The episode was a perfect illustration of how a company like Foxtrot runs. Workers like María injuring themselves making tiny breakfast tacos, many that would end up in a dumpster, others selling for $4 apiece, a price that consumers might convince themselves is justified by the store’s fancy atmosphere and compostable takeout containers.
Now, many former commissary workers are struggling to find full-time work. Meanwhile, Mike LaVitola, the co-founder of Foxtrot, was already planning to reopen the company mere weeks after it shut down. He worked with Further Point Enterprises, a venture capital firm that bought Foxtrot’s assets in a liquidation sale in May, to secure leases for some of the old locations in Chicago and Dallas.
When some of the Foxtrot locations reopened in September, the company did not reopen the commissary.
Some of the most successful VC-funded coffee chains started out as local specialty shops. Chobani acquired La Colombe in 2023, after the chain had received hundreds of millions in VC investment. Blue Bottle had a similar trajectory, with Nestlé buying a majority stake in the company in 2017. The customers who loved these shops at the beginning now frequently claim the offerings have become disappointing as they no longer focus on making the best coffee.
According to insiders at the original Foxtrot, the goal was always a similar kind of acquisition. And it could still happen for them.
Since its shutdown in April 2024, co-founder Mike LaVitola has been trying to distance himself from the original Foxtrot, though he remained on its payroll until the company shut down, according to bankruptcy documents. He has said his new venture with Further Point Enterprises will be different. The company will be more careful, more methodical, in its expansion. But Foxtrot 2.0 is already being sued for continuing to use equipment that the original company rented and never paid for or returned.

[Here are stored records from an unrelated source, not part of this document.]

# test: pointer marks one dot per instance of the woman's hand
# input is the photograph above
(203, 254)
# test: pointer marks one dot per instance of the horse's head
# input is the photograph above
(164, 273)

One employee tells The Progressive that the rebooted company isn’t really training its staff. Nobody knows how to make a lot of the coffee drinks. They’re throwing out huge quantities of food each week. As of this writing, five people have already quit at one location less than a month after it reopened. One employee quit via a group text chat, writing, “It’s clear Foxtrot 2.0 is more focused on rapid growth than it is making sure the very basics of HR are in place.”
The new Foxtrot seems as likely as the old one to run itself into the ground and leave once vibrant neighborhoods a little bit flatter. That won’t necessarily stop the VC investment cycle from elevating it to dizzying new heights.
The Progressive reached out to Foxtrot’s representatives, but they did not respond to questions in time for publication.